Il est par ailleurs recommandé de privilégier la consommation de fruits et légumes qui contribuent fortement à la couverture des besoins en fibres (après les produits céréaliers), vitamines et minéraux et à diminuer la densité énergétique du régime alimentaire. Or, les apports moyens en fibres en France (18 g/j) restent sensiblement en dessous des apports nutritionnels conseillés (30 g/j pour un adulte).
Enfin, pour les femmes qui le peuvent et qui le souhaitent, il est également conseillé d’allaiter de manière exclusive jusqu’à l’âge de 6 mois compte tenu des bénéfices que cela apporte à l’enfant et à la mère.

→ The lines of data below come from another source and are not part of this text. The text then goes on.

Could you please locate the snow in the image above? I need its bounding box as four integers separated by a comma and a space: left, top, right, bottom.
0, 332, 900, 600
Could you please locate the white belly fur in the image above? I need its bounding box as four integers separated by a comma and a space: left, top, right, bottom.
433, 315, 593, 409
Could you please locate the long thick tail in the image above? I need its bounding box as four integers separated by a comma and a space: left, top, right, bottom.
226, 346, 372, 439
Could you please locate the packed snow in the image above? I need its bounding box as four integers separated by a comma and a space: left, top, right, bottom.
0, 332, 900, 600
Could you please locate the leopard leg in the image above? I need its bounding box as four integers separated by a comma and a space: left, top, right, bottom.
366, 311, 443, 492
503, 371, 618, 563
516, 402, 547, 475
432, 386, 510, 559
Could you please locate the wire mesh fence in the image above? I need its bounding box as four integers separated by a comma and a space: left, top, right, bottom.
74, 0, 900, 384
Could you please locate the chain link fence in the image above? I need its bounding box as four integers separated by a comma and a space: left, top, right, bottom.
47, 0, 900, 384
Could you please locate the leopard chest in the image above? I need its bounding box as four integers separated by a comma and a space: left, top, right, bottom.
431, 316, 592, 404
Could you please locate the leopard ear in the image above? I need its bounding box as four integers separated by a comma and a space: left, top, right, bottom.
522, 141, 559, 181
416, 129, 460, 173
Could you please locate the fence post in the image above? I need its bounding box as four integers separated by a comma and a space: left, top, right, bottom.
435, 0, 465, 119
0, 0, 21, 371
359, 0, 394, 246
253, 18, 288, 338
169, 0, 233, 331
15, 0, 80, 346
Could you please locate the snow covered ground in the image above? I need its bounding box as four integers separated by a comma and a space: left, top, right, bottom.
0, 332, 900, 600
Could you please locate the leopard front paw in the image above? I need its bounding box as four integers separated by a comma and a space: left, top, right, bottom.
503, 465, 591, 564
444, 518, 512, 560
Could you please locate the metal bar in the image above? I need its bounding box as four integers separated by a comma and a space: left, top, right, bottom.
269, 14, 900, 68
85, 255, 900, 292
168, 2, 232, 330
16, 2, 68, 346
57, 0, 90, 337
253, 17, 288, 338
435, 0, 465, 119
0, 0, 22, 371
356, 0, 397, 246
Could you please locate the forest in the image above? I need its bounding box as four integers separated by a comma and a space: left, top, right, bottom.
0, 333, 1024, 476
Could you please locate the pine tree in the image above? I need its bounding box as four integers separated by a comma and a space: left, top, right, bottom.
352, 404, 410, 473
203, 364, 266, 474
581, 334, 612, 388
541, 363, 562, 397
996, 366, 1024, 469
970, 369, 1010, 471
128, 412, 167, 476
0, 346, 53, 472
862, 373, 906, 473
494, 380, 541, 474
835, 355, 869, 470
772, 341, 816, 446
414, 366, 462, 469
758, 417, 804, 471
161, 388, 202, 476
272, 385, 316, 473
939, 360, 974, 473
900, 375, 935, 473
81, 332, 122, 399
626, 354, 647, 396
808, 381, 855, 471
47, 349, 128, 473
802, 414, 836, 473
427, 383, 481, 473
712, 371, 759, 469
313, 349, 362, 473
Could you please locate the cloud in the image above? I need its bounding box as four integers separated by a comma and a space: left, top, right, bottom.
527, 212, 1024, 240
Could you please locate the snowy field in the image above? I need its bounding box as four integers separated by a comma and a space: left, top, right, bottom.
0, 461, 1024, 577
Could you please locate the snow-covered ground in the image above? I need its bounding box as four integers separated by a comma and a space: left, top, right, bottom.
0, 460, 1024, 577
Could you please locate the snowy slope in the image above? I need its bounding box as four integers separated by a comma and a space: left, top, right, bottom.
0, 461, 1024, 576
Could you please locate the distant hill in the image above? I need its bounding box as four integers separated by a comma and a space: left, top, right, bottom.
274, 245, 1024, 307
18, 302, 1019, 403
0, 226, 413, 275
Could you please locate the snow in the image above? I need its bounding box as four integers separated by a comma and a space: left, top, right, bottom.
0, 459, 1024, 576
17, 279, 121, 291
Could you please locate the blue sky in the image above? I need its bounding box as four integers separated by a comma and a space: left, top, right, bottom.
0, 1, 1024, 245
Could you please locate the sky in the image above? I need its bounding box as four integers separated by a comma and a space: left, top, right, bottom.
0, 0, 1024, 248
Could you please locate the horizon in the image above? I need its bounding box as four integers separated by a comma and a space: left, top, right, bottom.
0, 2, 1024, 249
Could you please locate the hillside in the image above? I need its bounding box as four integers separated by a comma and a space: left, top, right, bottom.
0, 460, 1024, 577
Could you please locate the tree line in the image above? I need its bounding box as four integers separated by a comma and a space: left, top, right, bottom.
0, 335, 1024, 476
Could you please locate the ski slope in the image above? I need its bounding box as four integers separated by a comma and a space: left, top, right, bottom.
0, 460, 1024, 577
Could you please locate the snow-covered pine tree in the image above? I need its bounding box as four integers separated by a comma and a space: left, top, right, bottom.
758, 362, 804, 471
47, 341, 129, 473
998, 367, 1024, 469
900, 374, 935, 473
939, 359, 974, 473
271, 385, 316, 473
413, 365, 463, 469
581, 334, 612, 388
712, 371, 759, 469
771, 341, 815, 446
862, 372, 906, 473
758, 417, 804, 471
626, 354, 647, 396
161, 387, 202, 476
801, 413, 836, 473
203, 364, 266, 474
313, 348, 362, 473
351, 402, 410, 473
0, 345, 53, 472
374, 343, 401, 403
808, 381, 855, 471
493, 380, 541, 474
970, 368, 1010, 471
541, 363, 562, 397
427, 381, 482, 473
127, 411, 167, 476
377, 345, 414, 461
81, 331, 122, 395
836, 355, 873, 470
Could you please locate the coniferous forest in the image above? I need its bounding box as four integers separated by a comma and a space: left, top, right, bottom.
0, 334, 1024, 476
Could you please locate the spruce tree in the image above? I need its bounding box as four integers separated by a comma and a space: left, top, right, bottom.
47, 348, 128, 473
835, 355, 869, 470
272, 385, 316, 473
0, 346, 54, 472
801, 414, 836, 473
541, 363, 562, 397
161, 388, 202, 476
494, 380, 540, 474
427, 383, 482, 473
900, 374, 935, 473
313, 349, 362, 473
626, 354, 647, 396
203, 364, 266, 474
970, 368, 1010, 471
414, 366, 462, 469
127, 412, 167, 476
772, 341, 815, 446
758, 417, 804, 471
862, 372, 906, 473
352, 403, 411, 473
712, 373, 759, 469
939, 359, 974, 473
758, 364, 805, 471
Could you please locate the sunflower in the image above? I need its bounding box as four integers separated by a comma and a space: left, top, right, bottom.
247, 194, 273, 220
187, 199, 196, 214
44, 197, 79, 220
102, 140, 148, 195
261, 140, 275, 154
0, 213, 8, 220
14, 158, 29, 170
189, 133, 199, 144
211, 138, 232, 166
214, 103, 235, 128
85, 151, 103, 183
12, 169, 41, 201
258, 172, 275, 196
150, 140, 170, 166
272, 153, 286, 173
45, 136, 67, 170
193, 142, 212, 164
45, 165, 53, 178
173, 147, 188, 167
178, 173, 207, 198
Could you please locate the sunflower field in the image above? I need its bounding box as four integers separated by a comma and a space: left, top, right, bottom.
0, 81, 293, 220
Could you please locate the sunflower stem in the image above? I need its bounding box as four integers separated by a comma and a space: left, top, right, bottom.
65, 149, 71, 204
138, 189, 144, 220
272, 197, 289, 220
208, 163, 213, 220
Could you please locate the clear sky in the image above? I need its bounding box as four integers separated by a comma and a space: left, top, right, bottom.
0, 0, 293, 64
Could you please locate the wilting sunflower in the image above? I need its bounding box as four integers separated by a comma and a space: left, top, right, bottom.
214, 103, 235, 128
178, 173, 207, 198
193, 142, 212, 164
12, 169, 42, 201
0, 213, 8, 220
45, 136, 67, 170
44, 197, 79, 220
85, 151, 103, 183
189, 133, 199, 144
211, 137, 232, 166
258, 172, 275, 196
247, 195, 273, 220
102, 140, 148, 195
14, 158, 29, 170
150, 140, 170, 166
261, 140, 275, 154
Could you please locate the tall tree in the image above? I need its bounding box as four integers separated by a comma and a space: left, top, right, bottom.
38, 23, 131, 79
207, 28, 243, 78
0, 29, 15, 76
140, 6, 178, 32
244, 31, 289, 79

Enfin, une activité physique, de même intensité qu’une marche rapide, d’au moins 30 minutes par jour et 5 jours par semaine permet de limiter la prise de poids et le risque d’apparition d’un cancer.
Ce travail conforte ainsi les préconisations existantes (PNNS, plan cancer) en faveur d’une alimentation variée et qui prônent la mesure vis-à-vis de certains aliments. Ces recommandations sont cohérentes avec celles formulées dans les campagnes nutritionnelles plus générales qui visent notamment la prévention du surpoids et de l’obésité et des maladies cardiovasculaires.